Step4: Building the Report

1) Rename the tab “Topline Performance” and insert the Maven Market logo

2) Insert a Matrix visual to show Total TransactionsTotal ProfitProfit Margin, and Return Rate by Product_Brand (on rows)

  • Add conditional formatting to show data bars on the Total Transactions column, and color scales on Profit Margin (White to Green) and Return Rate (White to Red)
  • Add a visual level Top N filter to only show the top 30 product brands, then sort descending by Total Transactions

3) Add a KPI Card to show Total Transactions, with Start of Month as the trend axis and Last Month Transactions as the target goal

  • Update the title to “Current Month Transactions“, and format as you see fit
  • Create two more copies: one for Total Profit (vs. Last month Profit) and one for Total Returns (vs. Last Month Returns)
    • Make sure to update titles, and change the Returns chart to color coding to “Low is Good

4) Add a Map visual to show Total Transactions by store city

  • Add a slicer for store country 
    • Under the “selection controls” menu in the formatting pane, activate the “Show Select All” option
    • Pro Tip: Change the orientation in the “General” formatting menu to horizontal and resize to create a vertical stack (rather than a list)

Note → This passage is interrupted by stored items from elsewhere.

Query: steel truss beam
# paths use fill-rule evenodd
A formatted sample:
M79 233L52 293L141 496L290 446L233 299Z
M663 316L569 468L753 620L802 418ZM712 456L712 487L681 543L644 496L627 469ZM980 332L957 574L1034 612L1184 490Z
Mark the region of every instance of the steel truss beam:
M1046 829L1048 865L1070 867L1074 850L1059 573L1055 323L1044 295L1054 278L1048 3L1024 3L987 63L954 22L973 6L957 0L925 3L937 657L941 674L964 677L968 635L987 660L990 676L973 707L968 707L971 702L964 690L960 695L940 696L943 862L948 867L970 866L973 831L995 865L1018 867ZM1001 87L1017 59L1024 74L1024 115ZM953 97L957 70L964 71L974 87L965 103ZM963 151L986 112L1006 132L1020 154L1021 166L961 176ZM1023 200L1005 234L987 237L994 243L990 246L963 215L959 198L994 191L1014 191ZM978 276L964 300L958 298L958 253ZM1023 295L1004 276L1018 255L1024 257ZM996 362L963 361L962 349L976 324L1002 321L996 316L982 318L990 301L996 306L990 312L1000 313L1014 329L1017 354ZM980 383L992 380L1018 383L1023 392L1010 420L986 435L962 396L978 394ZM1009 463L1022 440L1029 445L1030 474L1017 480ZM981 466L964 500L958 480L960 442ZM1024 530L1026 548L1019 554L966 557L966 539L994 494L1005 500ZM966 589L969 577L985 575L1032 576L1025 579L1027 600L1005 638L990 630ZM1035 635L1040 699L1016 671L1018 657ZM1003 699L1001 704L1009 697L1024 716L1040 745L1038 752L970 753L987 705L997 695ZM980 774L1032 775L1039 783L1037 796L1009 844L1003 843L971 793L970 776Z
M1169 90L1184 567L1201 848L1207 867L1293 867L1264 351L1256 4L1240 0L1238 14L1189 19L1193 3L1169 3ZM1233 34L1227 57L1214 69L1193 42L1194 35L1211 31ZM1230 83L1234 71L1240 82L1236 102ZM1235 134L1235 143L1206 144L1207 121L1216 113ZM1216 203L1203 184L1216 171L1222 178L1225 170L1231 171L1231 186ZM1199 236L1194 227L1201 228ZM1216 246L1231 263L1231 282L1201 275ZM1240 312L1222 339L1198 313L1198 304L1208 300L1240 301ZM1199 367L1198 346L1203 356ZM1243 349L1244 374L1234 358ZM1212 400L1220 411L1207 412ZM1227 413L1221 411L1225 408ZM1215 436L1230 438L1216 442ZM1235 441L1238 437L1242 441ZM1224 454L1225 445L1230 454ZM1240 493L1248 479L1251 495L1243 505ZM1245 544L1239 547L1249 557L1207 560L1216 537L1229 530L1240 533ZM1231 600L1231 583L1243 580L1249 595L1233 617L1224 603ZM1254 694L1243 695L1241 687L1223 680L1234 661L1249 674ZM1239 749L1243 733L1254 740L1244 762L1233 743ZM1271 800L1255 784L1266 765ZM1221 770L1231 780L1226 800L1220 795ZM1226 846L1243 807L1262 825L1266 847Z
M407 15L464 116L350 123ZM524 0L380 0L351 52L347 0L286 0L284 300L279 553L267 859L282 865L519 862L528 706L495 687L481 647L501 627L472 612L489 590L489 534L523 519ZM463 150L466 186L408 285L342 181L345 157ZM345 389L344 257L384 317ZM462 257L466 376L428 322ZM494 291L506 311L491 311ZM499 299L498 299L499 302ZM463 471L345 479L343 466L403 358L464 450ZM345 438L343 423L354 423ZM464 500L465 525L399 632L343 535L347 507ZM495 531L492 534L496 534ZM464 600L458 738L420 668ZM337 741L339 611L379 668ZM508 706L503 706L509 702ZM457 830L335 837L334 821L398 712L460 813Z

5) Next to the map, add a Treemap visual to break down Total Transactions by store country

  • Pull in store_state and store_city beneath store_country in the “Group” field to enable drill-up and drill-down functionality

6) Beneath the map, add a Column Chart to show Total Revenue by week, and format as you see fit

  • Add a report level filter to only show data for 1998
  • Update the title to “Weekly Revenue Trending

7) In the lower right, add a Gauge Chart to show Total Revenue against Revenue Target (as either “target value” or “maximum value”)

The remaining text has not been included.